Awkward Turtle*

8 Dec
Kismet, a robot with rudimentary social skills
Image via Wikipedia

Reverb10: Beautifully different. Think about what makes you different and what you do that lights people up. Reflect on all the things that make you different – you’ll find they’re what make you beautiful. (Author: Karen Walrond)

I do not understand subtlety, I assume people mean every word they say, and I can’t reliably identify other people’s limits.  All of this makes me awkward and uncomfortable in most social situations, so I tend to avoid them.  On the rare occasions I do go out, my primary goal is to avoid making other people equally uncomfortable.

And that’s the worst of it.  The same things that create the train wreck of my social skills also make me a wonderful friend.  I am loyal and loving and honest.  I do not understand (and rarely experience) self-doubt, so if someone I care about is experiencing it I can easily provide a sincere assurance of the good I see in them.  I’m analytical, which is sometimes paralyzing when attempting to make idle conversation with acquaintances, but mostly means that I have given a great deal of thought to why I enjoy someone and can share that in detail.
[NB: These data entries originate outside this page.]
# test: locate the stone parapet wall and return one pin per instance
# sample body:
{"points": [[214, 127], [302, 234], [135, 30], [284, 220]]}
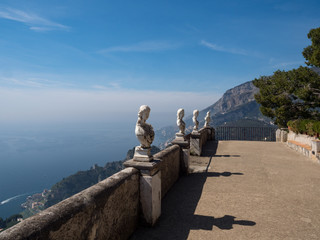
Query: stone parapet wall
{"points": [[107, 210], [301, 138], [199, 139], [169, 167], [304, 144]]}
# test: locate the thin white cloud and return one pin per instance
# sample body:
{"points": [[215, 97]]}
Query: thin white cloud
{"points": [[287, 64], [35, 22], [147, 46], [31, 82], [218, 48], [69, 105]]}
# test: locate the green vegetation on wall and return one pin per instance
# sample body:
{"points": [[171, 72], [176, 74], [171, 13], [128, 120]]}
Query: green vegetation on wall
{"points": [[307, 126]]}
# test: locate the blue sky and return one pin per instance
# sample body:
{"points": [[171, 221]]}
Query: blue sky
{"points": [[77, 59]]}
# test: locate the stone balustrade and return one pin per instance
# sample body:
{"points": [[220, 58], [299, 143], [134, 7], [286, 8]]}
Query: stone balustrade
{"points": [[107, 210], [198, 139], [113, 208], [307, 145]]}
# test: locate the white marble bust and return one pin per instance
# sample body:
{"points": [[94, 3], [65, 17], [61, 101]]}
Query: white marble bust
{"points": [[207, 120], [144, 131], [181, 124], [195, 121]]}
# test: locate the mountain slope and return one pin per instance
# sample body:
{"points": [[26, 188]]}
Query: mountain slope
{"points": [[235, 104]]}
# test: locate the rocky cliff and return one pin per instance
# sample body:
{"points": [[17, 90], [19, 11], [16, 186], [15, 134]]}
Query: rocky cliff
{"points": [[236, 104]]}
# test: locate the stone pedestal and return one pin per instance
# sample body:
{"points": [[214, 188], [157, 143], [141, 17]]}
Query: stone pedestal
{"points": [[150, 197], [278, 135], [150, 189], [184, 155], [195, 144], [142, 154], [284, 135], [180, 137], [315, 147], [211, 133]]}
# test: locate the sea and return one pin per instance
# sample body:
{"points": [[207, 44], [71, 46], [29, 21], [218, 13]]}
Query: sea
{"points": [[35, 158]]}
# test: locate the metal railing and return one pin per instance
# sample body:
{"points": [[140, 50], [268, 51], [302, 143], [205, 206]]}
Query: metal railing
{"points": [[246, 133]]}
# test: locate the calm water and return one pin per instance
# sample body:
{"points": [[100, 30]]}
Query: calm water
{"points": [[32, 160]]}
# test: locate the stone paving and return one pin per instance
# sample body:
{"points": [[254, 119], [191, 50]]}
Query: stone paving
{"points": [[242, 190]]}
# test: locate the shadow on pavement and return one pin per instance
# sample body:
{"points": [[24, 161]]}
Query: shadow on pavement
{"points": [[178, 208]]}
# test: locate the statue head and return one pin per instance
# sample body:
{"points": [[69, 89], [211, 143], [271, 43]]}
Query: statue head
{"points": [[180, 113], [144, 112], [196, 113]]}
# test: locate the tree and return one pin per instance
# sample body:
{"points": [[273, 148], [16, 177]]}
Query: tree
{"points": [[312, 52], [294, 94]]}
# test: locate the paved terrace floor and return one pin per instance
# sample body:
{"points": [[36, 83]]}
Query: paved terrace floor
{"points": [[251, 190]]}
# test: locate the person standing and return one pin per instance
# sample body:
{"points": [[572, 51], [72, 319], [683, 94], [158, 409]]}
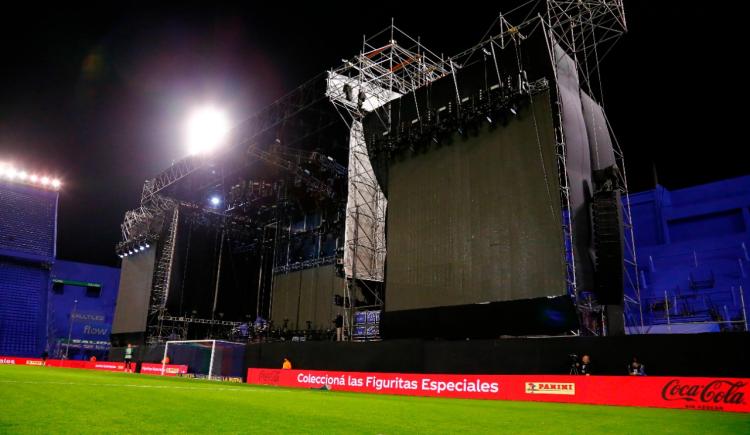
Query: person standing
{"points": [[129, 358], [585, 365], [339, 327], [636, 368]]}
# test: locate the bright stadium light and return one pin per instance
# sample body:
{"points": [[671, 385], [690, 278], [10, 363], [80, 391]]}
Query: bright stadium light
{"points": [[207, 128], [19, 175]]}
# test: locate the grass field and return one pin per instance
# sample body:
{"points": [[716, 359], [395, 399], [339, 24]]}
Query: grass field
{"points": [[55, 400]]}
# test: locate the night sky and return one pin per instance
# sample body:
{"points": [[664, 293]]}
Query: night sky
{"points": [[98, 95]]}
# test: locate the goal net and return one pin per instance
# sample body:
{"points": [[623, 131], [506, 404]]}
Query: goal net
{"points": [[209, 359]]}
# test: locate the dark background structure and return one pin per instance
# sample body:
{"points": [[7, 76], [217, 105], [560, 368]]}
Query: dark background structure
{"points": [[97, 94]]}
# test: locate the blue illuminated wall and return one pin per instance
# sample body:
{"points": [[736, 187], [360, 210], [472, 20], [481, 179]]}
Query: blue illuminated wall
{"points": [[28, 225], [92, 313], [693, 254], [35, 315]]}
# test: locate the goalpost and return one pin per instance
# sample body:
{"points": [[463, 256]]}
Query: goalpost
{"points": [[222, 358]]}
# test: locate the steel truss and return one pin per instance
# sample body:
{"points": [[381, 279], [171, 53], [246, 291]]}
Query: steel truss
{"points": [[383, 71], [587, 30]]}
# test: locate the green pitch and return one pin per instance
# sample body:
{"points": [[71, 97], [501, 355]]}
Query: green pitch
{"points": [[54, 400]]}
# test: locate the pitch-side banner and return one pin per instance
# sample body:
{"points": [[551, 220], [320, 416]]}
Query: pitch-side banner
{"points": [[146, 368], [716, 394]]}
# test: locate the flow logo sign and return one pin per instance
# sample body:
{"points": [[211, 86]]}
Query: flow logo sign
{"points": [[561, 388]]}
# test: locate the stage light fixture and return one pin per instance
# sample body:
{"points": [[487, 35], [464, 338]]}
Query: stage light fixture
{"points": [[207, 128]]}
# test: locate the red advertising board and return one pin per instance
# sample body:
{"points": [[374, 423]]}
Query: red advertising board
{"points": [[720, 394], [11, 360], [169, 369]]}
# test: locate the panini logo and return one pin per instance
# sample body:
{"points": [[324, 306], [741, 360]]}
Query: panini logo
{"points": [[562, 388]]}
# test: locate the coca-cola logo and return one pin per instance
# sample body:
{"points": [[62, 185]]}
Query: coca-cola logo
{"points": [[717, 391]]}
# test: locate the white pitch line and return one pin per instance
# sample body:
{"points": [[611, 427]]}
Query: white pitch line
{"points": [[173, 387]]}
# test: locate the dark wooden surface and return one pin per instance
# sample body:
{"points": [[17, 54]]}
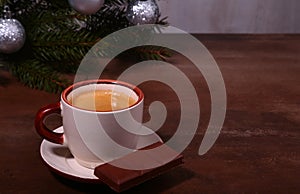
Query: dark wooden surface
{"points": [[258, 150]]}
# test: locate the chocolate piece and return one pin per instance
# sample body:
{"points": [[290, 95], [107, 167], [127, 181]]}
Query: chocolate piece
{"points": [[120, 179]]}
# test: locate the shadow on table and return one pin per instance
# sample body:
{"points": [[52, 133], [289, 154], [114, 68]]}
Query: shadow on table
{"points": [[158, 184]]}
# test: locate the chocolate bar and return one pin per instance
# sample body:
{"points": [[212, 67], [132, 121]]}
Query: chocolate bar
{"points": [[121, 179]]}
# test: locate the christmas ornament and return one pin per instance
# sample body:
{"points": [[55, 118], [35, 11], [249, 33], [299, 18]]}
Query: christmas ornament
{"points": [[86, 7], [142, 12], [12, 33]]}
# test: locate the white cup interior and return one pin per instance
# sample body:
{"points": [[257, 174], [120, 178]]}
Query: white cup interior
{"points": [[103, 86]]}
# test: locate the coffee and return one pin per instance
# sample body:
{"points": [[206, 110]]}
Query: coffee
{"points": [[102, 100]]}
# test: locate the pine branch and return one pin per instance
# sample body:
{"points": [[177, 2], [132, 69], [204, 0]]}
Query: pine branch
{"points": [[40, 76]]}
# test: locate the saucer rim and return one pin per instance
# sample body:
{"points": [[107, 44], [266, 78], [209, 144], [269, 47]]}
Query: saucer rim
{"points": [[57, 170], [61, 172]]}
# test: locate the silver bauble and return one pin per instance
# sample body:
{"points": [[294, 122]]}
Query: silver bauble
{"points": [[86, 7], [142, 12], [12, 35]]}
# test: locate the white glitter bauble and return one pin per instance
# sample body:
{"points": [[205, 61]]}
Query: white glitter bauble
{"points": [[142, 12], [12, 36], [86, 7]]}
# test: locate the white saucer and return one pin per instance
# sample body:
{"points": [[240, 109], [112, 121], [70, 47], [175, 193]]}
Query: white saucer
{"points": [[61, 161]]}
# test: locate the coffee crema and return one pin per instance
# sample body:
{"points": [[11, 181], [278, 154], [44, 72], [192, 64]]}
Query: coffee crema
{"points": [[102, 100]]}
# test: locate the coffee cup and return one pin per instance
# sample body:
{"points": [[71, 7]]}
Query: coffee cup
{"points": [[96, 116]]}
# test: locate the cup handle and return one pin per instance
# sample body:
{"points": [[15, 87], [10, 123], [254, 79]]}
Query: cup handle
{"points": [[42, 129]]}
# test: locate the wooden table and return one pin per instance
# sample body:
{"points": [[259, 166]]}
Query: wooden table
{"points": [[258, 150]]}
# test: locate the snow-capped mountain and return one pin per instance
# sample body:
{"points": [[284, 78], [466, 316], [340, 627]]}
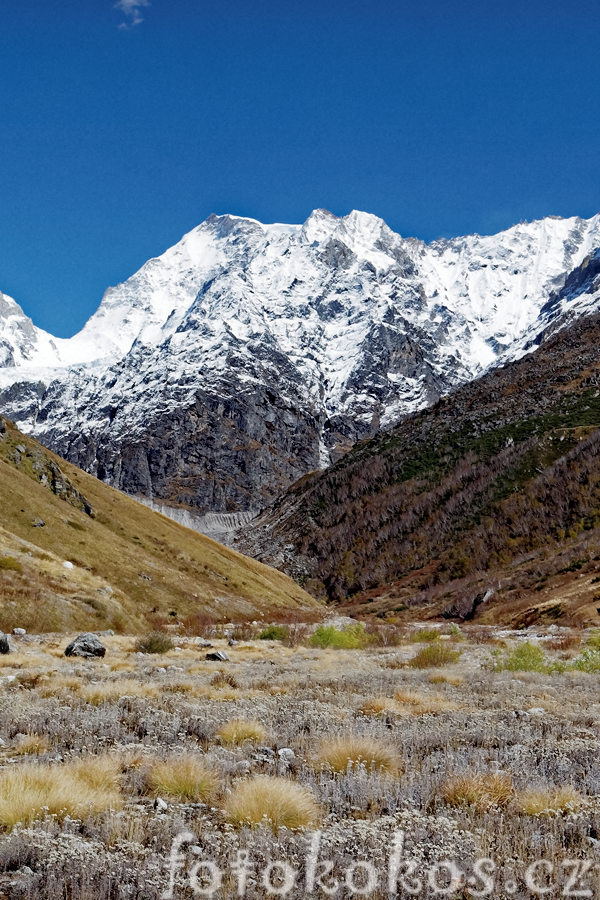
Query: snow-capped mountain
{"points": [[250, 354]]}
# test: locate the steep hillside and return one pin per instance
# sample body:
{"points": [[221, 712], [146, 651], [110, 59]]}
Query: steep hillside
{"points": [[248, 355], [126, 565], [487, 504]]}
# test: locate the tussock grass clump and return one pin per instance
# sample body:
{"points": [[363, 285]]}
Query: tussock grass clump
{"points": [[343, 753], [527, 657], [105, 692], [183, 778], [86, 787], [353, 637], [30, 744], [479, 790], [10, 564], [379, 706], [425, 635], [434, 654], [224, 679], [154, 642], [420, 704], [241, 731], [276, 801], [545, 802]]}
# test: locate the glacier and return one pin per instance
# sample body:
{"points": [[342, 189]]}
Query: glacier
{"points": [[248, 354]]}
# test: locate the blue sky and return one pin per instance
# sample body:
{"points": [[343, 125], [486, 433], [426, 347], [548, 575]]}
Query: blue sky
{"points": [[123, 126]]}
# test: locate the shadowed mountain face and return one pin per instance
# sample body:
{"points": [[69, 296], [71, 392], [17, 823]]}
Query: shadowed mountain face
{"points": [[76, 554], [248, 355], [486, 504]]}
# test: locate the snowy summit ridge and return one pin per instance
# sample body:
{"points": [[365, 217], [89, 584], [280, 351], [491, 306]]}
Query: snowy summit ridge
{"points": [[248, 354]]}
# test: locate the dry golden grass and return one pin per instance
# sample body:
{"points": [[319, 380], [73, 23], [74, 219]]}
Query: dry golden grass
{"points": [[277, 801], [380, 706], [183, 778], [30, 745], [545, 802], [443, 678], [478, 790], [111, 554], [241, 731], [419, 704], [104, 692], [342, 753], [77, 789]]}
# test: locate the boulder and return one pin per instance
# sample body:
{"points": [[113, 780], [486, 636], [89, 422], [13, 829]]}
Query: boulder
{"points": [[86, 645]]}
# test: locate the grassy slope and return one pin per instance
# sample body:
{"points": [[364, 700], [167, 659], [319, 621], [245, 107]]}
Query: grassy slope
{"points": [[130, 564], [495, 488]]}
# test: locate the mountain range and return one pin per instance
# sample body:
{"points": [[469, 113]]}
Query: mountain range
{"points": [[249, 355]]}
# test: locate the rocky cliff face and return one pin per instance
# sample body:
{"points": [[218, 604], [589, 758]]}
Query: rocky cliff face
{"points": [[248, 355]]}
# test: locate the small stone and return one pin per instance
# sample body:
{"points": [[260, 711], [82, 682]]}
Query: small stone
{"points": [[87, 646]]}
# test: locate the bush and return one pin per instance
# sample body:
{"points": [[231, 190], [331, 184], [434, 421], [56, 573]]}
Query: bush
{"points": [[274, 633], [594, 640], [587, 661], [343, 753], [183, 778], [278, 801], [154, 642], [434, 654], [352, 637], [527, 658]]}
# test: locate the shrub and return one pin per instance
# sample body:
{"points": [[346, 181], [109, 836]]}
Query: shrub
{"points": [[240, 731], [278, 801], [434, 654], [480, 790], [77, 789], [594, 640], [587, 661], [183, 778], [343, 753], [274, 633], [527, 658], [544, 802], [352, 637], [154, 642]]}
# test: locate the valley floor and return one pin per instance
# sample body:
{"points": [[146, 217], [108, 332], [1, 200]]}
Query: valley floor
{"points": [[493, 754]]}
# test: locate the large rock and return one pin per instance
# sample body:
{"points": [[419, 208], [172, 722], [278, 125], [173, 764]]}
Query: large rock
{"points": [[86, 645]]}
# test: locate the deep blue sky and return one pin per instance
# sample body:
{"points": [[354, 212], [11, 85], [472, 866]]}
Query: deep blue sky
{"points": [[442, 117]]}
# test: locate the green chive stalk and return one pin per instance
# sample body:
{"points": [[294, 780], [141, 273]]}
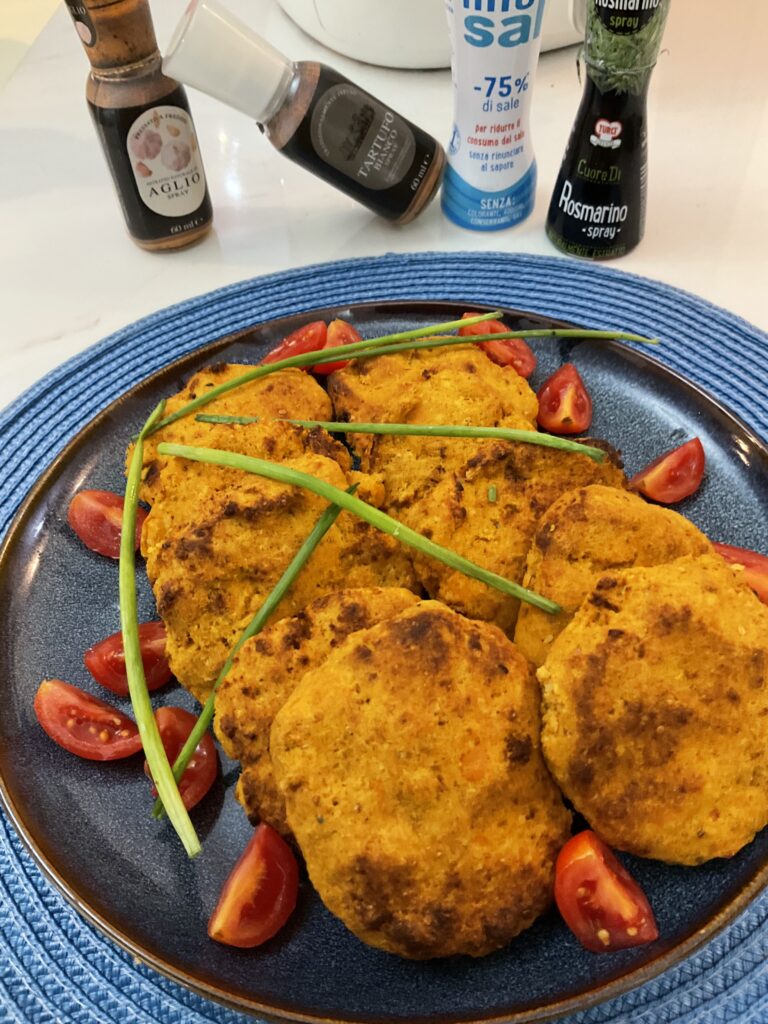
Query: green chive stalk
{"points": [[299, 560], [404, 341], [310, 358], [374, 516], [427, 430], [157, 758]]}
It can take people time to appreciate me, but most people do grok that I bear no malice.  My incomprehension of social norms make people, including me, laugh — especially since I’m willing to frame even the worst of it as an adventure.  People who feel stressed or hurt tend to come stand by me, probably because they know that I’ll respect their silence, I’ll respect their privacy if they do want to talk, and will offer everything from a hug to a joke to a sandwich if that’s what I think they need.  I am blunt and predictable and people find that refreshing and reassuring.

I like me.  I actually think I’m rather wonderful.  My social skills might be both different and difficult, but they suit me and have helped me build some incredible relationships.  I’m probably making the best of a bad situation, but it feels good to me.

*Post titled after an expression and hand gesture some friends and I use when witnessing or experiencing awkward situations.  There really are few things more awkward than an overturned turtle.

(Interesting: I’m being prompted to use video game-related imagery for this post, despite my failure to mention my fondness for World of Warcraft.  Is the stereotype of gamers as socially awkward that strong?)